Understanding Sugar on the Label
1 teaspoon of sugar has 4 g of sugar. So, if the label says “12 g sugar per serving,” that equals 3 teaspoons of sugar. (12 g ÷ 4 = 3 tsp)

Sugar Alternatives
Fortunately, there are very good, natural sugar-free sweetener substitutes. Most of my students find these sweeteners work best when used
in combination with each other or with natural sugar. This is especially true for baking. Experiment with a small amount the first time you try a new sweetener. Your preference for a sweet flavor is partly determined by your genetic makeup. What tastes pleasantly sweet to one person, may taste awful to another. I have a daughter who gets a chemical flavor when she consumes anything with stevia. Whenever possible, sample a friend’s sweetener before purchasing an entire container. Some people with digestive issues may find that a product causes gas and bloating. The natural sweetener stevia is intensely sweet and may send the wrong signals to your cells. If you use it, combine stevia with one of the more subtle sweeteners, such as
monk fruit or erythritol, or use a pre-mixed blend.

Products I Love:
• So Nourished Monk Fruit Erythritol Blend
• Lakanto Monk Fruit Sweetener (Golden) with erythritol
• Dragon Herbs Sweetfruit Drops
• NOW Real Food Organic Monk Fruit Liquid
• Whole Earth Sweetener Co Stevia Leaf and Monk Fruit

For natural sugars, small amounts of these are flavorful choices, but
you’ll want to be careful because they do have fructose and calories,
and can increase blood sugar:
• Raw honey
• Maple syrup or powder
• Longan (whole dried fruit)
• Molasses

Product I Love:
• Coombs Family Farms Pure Organic Maple Sugar

Typically, when I’m baking, I use a small amount of brown sugar, plus Lakanto monk fruit sweetener or another blend, such as So Nourished Monk Fruit Erythritol Blend . For other preparations, I often combine liquid monk fruit extract with a blend. If more flavor is needed, a small
amount of maple syrup or maple granules does the trick.

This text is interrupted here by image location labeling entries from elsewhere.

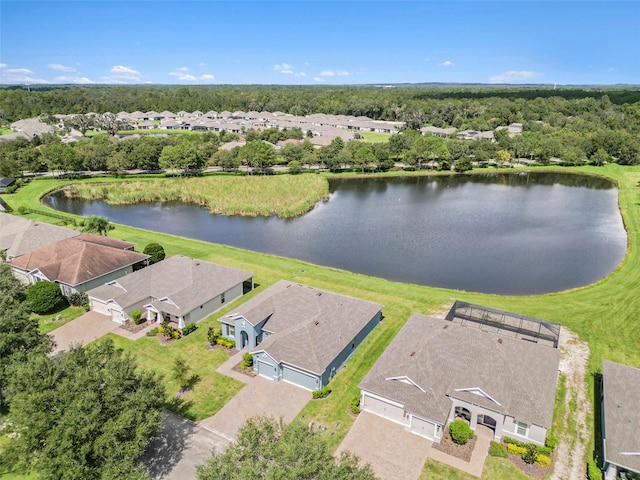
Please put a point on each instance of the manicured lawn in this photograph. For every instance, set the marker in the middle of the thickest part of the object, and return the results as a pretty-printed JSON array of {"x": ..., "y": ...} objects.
[
  {"x": 48, "y": 322},
  {"x": 604, "y": 314}
]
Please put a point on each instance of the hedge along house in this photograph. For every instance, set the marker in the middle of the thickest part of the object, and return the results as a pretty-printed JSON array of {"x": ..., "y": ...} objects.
[
  {"x": 179, "y": 289},
  {"x": 80, "y": 263},
  {"x": 436, "y": 370},
  {"x": 301, "y": 334},
  {"x": 620, "y": 421}
]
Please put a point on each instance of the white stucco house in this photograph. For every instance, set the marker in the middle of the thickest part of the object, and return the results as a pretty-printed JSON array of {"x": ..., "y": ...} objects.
[
  {"x": 178, "y": 289},
  {"x": 437, "y": 370}
]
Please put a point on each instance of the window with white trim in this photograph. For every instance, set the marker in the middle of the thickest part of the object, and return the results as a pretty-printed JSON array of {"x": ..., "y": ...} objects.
[{"x": 522, "y": 429}]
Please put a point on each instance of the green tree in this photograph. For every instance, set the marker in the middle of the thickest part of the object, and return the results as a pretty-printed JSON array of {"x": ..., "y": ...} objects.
[
  {"x": 156, "y": 252},
  {"x": 86, "y": 413},
  {"x": 19, "y": 334},
  {"x": 268, "y": 449},
  {"x": 45, "y": 297},
  {"x": 97, "y": 225}
]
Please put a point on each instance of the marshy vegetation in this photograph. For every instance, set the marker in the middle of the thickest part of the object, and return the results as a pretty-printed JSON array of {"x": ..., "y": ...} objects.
[{"x": 283, "y": 195}]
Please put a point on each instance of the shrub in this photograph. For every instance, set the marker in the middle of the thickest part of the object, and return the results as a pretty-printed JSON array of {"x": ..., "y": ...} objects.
[
  {"x": 551, "y": 441},
  {"x": 213, "y": 335},
  {"x": 136, "y": 317},
  {"x": 593, "y": 471},
  {"x": 355, "y": 404},
  {"x": 247, "y": 361},
  {"x": 530, "y": 454},
  {"x": 78, "y": 299},
  {"x": 544, "y": 460},
  {"x": 189, "y": 329},
  {"x": 460, "y": 432},
  {"x": 45, "y": 297},
  {"x": 155, "y": 251},
  {"x": 322, "y": 393},
  {"x": 497, "y": 449},
  {"x": 153, "y": 332}
]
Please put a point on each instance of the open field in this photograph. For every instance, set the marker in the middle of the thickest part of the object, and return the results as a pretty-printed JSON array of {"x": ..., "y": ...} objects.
[{"x": 605, "y": 315}]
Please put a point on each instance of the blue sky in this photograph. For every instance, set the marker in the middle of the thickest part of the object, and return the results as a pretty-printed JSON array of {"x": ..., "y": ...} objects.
[{"x": 309, "y": 42}]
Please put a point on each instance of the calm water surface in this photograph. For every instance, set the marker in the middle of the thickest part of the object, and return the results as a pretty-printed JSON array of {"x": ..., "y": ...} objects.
[{"x": 508, "y": 234}]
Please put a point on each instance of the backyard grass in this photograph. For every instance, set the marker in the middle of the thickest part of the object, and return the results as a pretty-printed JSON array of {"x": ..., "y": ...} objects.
[
  {"x": 605, "y": 314},
  {"x": 282, "y": 195},
  {"x": 48, "y": 322}
]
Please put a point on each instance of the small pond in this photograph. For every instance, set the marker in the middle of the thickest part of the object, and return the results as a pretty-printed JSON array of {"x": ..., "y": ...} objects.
[{"x": 524, "y": 233}]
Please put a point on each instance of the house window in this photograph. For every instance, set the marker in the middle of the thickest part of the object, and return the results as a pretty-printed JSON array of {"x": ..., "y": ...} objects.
[{"x": 522, "y": 429}]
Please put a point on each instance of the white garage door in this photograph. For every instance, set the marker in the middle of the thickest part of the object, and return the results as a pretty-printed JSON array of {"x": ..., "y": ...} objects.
[
  {"x": 99, "y": 306},
  {"x": 265, "y": 369},
  {"x": 384, "y": 409}
]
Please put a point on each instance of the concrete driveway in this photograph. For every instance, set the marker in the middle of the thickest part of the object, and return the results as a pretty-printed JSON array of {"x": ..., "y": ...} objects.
[
  {"x": 261, "y": 397},
  {"x": 178, "y": 447},
  {"x": 82, "y": 330},
  {"x": 394, "y": 453}
]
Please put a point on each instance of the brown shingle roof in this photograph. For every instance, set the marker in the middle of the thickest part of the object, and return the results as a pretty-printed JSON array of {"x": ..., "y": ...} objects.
[
  {"x": 74, "y": 261},
  {"x": 621, "y": 385},
  {"x": 445, "y": 358},
  {"x": 310, "y": 326},
  {"x": 188, "y": 282}
]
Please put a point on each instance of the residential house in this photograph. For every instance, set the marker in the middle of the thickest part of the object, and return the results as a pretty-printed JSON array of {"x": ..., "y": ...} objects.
[
  {"x": 300, "y": 334},
  {"x": 620, "y": 421},
  {"x": 79, "y": 263},
  {"x": 5, "y": 183},
  {"x": 436, "y": 370},
  {"x": 19, "y": 236},
  {"x": 179, "y": 289}
]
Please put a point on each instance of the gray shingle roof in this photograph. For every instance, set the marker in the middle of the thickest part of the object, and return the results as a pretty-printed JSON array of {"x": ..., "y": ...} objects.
[
  {"x": 444, "y": 358},
  {"x": 19, "y": 235},
  {"x": 188, "y": 282},
  {"x": 310, "y": 326},
  {"x": 621, "y": 386}
]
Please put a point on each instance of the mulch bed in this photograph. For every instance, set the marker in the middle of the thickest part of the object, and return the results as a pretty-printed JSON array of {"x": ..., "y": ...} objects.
[
  {"x": 534, "y": 470},
  {"x": 133, "y": 328},
  {"x": 248, "y": 372},
  {"x": 448, "y": 446}
]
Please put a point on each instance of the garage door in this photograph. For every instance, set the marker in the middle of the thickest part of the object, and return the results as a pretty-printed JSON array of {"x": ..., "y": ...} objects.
[
  {"x": 99, "y": 306},
  {"x": 422, "y": 427},
  {"x": 300, "y": 378},
  {"x": 265, "y": 369},
  {"x": 384, "y": 409}
]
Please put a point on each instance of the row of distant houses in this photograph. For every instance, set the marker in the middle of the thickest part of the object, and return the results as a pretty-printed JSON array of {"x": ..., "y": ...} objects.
[{"x": 495, "y": 370}]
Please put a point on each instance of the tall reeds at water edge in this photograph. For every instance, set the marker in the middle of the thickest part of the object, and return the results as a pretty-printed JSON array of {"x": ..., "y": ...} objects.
[{"x": 283, "y": 195}]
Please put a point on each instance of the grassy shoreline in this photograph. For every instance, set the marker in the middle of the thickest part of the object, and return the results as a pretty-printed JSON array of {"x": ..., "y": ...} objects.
[
  {"x": 283, "y": 195},
  {"x": 603, "y": 314}
]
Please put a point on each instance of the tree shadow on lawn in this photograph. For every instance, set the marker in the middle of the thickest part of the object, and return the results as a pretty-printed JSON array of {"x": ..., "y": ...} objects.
[{"x": 167, "y": 447}]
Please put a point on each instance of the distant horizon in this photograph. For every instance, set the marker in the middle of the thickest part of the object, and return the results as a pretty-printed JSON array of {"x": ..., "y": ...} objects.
[{"x": 309, "y": 42}]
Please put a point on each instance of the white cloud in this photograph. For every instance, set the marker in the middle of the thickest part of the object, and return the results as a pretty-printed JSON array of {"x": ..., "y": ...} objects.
[
  {"x": 18, "y": 71},
  {"x": 334, "y": 73},
  {"x": 283, "y": 68},
  {"x": 61, "y": 68},
  {"x": 76, "y": 80},
  {"x": 122, "y": 70},
  {"x": 514, "y": 76}
]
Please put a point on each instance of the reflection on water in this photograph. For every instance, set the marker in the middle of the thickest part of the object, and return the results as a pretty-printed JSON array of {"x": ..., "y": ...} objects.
[{"x": 509, "y": 234}]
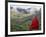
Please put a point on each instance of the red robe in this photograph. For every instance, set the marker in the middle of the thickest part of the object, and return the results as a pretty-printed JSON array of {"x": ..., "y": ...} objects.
[{"x": 35, "y": 24}]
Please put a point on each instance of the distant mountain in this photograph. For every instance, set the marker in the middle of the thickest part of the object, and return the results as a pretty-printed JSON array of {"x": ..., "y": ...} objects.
[{"x": 21, "y": 10}]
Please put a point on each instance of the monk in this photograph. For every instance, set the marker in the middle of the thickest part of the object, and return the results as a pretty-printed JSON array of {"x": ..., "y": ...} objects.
[{"x": 35, "y": 24}]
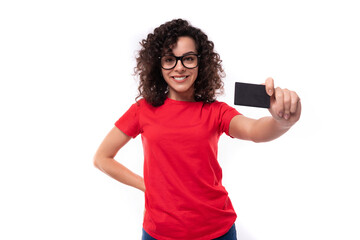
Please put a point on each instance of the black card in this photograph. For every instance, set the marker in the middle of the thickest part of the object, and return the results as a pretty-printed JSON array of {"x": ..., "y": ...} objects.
[{"x": 251, "y": 95}]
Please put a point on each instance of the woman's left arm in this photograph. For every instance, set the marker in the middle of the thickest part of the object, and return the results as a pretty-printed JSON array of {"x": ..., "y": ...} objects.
[{"x": 285, "y": 108}]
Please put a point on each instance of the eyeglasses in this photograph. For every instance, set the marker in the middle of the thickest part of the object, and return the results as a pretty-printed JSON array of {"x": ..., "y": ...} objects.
[{"x": 189, "y": 61}]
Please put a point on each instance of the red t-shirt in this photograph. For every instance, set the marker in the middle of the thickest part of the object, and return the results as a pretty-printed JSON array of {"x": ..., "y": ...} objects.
[{"x": 184, "y": 197}]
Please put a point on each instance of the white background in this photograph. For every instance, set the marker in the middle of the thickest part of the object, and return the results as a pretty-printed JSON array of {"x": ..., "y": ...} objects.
[{"x": 66, "y": 76}]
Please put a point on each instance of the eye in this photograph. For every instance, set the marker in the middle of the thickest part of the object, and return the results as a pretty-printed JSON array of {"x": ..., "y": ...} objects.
[
  {"x": 168, "y": 59},
  {"x": 189, "y": 58}
]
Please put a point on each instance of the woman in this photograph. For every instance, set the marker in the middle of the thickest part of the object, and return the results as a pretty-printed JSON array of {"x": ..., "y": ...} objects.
[{"x": 180, "y": 123}]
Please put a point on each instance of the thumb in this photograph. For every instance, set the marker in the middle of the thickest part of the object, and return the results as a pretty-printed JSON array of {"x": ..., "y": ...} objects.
[{"x": 269, "y": 86}]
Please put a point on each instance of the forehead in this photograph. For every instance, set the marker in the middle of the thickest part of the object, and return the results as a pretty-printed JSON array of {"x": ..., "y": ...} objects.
[{"x": 184, "y": 45}]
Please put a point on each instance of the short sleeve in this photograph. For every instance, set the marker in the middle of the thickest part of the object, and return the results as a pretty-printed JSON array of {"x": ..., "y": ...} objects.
[
  {"x": 129, "y": 122},
  {"x": 226, "y": 114}
]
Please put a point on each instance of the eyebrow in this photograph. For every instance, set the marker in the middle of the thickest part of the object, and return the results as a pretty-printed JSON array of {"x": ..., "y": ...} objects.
[{"x": 187, "y": 53}]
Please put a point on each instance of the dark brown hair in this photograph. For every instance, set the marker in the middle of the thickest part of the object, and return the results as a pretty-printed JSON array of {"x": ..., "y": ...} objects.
[{"x": 152, "y": 86}]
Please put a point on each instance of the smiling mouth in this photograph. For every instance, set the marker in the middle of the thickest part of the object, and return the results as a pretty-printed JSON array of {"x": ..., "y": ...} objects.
[{"x": 180, "y": 78}]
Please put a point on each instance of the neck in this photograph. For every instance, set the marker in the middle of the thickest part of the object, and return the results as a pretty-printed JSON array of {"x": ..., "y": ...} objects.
[{"x": 186, "y": 96}]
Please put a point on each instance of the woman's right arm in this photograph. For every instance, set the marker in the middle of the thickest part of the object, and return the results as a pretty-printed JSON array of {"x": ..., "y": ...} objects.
[{"x": 104, "y": 160}]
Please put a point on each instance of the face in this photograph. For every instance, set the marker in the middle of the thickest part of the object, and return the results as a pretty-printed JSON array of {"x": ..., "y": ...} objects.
[{"x": 181, "y": 79}]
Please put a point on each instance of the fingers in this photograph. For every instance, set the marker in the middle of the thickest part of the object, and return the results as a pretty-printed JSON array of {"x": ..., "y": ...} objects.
[
  {"x": 286, "y": 103},
  {"x": 269, "y": 85},
  {"x": 294, "y": 102}
]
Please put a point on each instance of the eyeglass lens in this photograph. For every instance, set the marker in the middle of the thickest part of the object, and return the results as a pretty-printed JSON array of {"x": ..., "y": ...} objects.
[{"x": 188, "y": 61}]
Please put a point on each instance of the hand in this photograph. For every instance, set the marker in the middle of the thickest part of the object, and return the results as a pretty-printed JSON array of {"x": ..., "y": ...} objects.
[{"x": 285, "y": 105}]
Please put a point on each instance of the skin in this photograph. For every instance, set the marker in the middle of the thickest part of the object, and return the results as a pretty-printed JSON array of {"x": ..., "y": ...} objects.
[
  {"x": 285, "y": 110},
  {"x": 182, "y": 90}
]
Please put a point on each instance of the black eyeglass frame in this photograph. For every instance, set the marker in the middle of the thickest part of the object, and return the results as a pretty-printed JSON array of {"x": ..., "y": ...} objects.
[{"x": 181, "y": 60}]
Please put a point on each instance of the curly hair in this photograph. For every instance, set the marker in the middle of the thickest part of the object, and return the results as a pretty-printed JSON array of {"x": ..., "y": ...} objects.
[{"x": 152, "y": 86}]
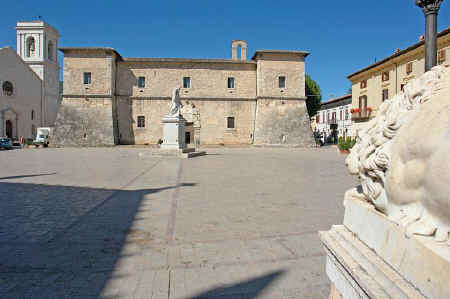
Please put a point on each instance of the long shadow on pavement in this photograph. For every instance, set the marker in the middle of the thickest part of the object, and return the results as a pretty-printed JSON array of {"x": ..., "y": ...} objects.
[
  {"x": 248, "y": 289},
  {"x": 63, "y": 241}
]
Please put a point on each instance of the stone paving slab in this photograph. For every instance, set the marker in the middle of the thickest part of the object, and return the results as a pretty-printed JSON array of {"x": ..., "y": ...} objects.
[{"x": 120, "y": 223}]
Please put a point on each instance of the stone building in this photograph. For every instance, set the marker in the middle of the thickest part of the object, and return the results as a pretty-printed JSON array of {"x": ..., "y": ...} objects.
[
  {"x": 109, "y": 99},
  {"x": 334, "y": 116},
  {"x": 29, "y": 80},
  {"x": 382, "y": 80}
]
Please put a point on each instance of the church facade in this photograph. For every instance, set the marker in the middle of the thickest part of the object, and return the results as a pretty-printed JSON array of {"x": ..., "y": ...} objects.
[
  {"x": 109, "y": 99},
  {"x": 29, "y": 81}
]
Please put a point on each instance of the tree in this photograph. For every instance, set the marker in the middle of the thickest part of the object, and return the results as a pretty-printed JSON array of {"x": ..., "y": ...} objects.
[{"x": 313, "y": 96}]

Longan adds a wonderful flavor along with its subtle sweetness. It has a rich history among the Chinese who used it to build energy,
calm the mind, add luster to the skin, promote deep refreshing sleep,increase circulation, and warm your hands and feet. I like to add it to the water I boil for tea or put it into a pot of oatmeal while it’s cooking. The longan can then be consumed along with the oatmeal.

I hope you now see, that there are ways to bake healthier treats and satisfy your sweet cravings without adding too much sugar, just the natural goodness of alternative sweeteners.

This Post Has 2 Comments

  1. Theodore Wells

    I first heard about you with your interview on WJR this morning.
    I follow Dr. Mercola’s website and have books written by Dr. Gundry, Dr. Bredensen, Dr. Masley and Dr. Ax. and Dr. Mercola. So I will be very interested in your information.

    1. Marie

      Thanks Theodore. I will continue to post more immunity information starting today. Enjoy!